How to Read and Interpret Insuring Agreements
When reading the insuring agreement of the policy, it is important to look for certain specific language, or to know where to find certain statements, that are typically included in each insuring agreement.
As a preliminary matter, the insuring agreement will clarify what "your" means in the General Conditions of the agreement (e.g., "the Insured or anyone else having an interest in your property). What exactly defines "your" will be dependent upon the language of the insuring agreement. The insuring agreement will also define who qualifies as a "Named Insured," as well as define the parties to the agreement (e.g., insured entity named on the dec page, additional insured, certificate holder, etc.). The definition of "Insured Property" should also be cited and located in the insuring agreement.
A good starting point for interpreting the insuring agreement of the policy is to refer to the General Conditions of the policy. The General Conditions of the policy will afford clarity regarding what specific language is being used by the insurer and insured. For example, "limited as the definition of limits", or "defined as," or other similar terms are commonly noted to define the limits of the policy in the general conditions of the policy. In addition to looking to the General Condition section of the insuring agreement, reference should be made to the Declarations, if available, as well as any endorsements, forms, and schedules that apply to the contract. If foreseeable or common events are not covered in the insuring agreement or via an endorsement, one may have to rely on the specific language of the policy to determine the type of coverage or exclusion being offered .

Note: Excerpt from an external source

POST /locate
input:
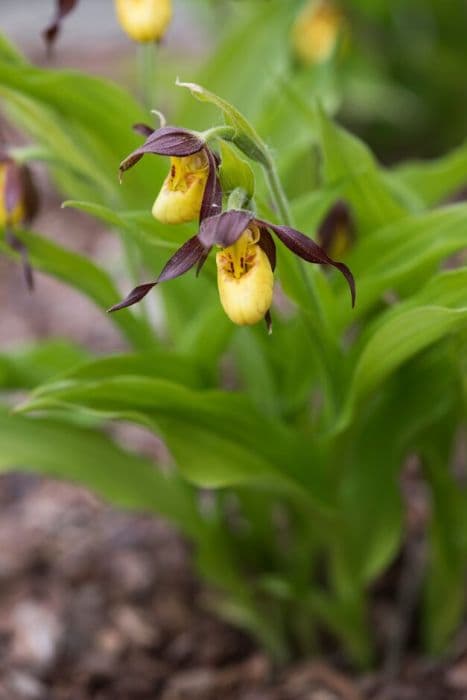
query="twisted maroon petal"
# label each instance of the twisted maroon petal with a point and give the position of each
(64, 7)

Unforeseen or unpredictable events must be evaluated on a case by case basis to determine whether a particular event is triggered. Claims are best interpreted and evaluated through a framework that emphasizes fairness and clarity. Where it is not clear what the policy is offering, or what the policy is excluding, the claim should be paid in the name of fairness, if there is no other recourse. Courts have noted that obvious discrepancies between intent and actuality should not stand in the way of fairness because the policyholder has a right to expect reasonable protection for a loss (see State Department of Highways v. Md. Lumbermen’s Mut. Fire Ins. Co., 598 P.2d 235 (Utah 1979) and Annis v. Northern Pacific Ins. Co., 659 P.2d 307 (Idaho 1983)).
After determining the definitions of the keywords (such as "your," "Insured Property," and "Named Insured") in the insuring agreement, and interpreting the policy based on the regular and commonly-used meanings of the actual words used in the policy (i.e., dictionary meanings), coverage can be evaluated based on the language. (Any terms that are not defined in the policy or via an endorsement should be interpreted according to their dictionary meanings). Only if the insured is not covered should the exclusions-which are usually found in a separate section known as the General Exclusions in the insuring agreement-be evaluated. Exclusions would be evaluated in situations where the "Insured Property" is not covered, or the damages are not covered, or the coverage is otherwise excluded in the insuring agreement.
It is advisable to file all relevant documents from the insuring agreement into an electronic or hard file so that the information can be easily accessed and utilized throughout the course of the claim.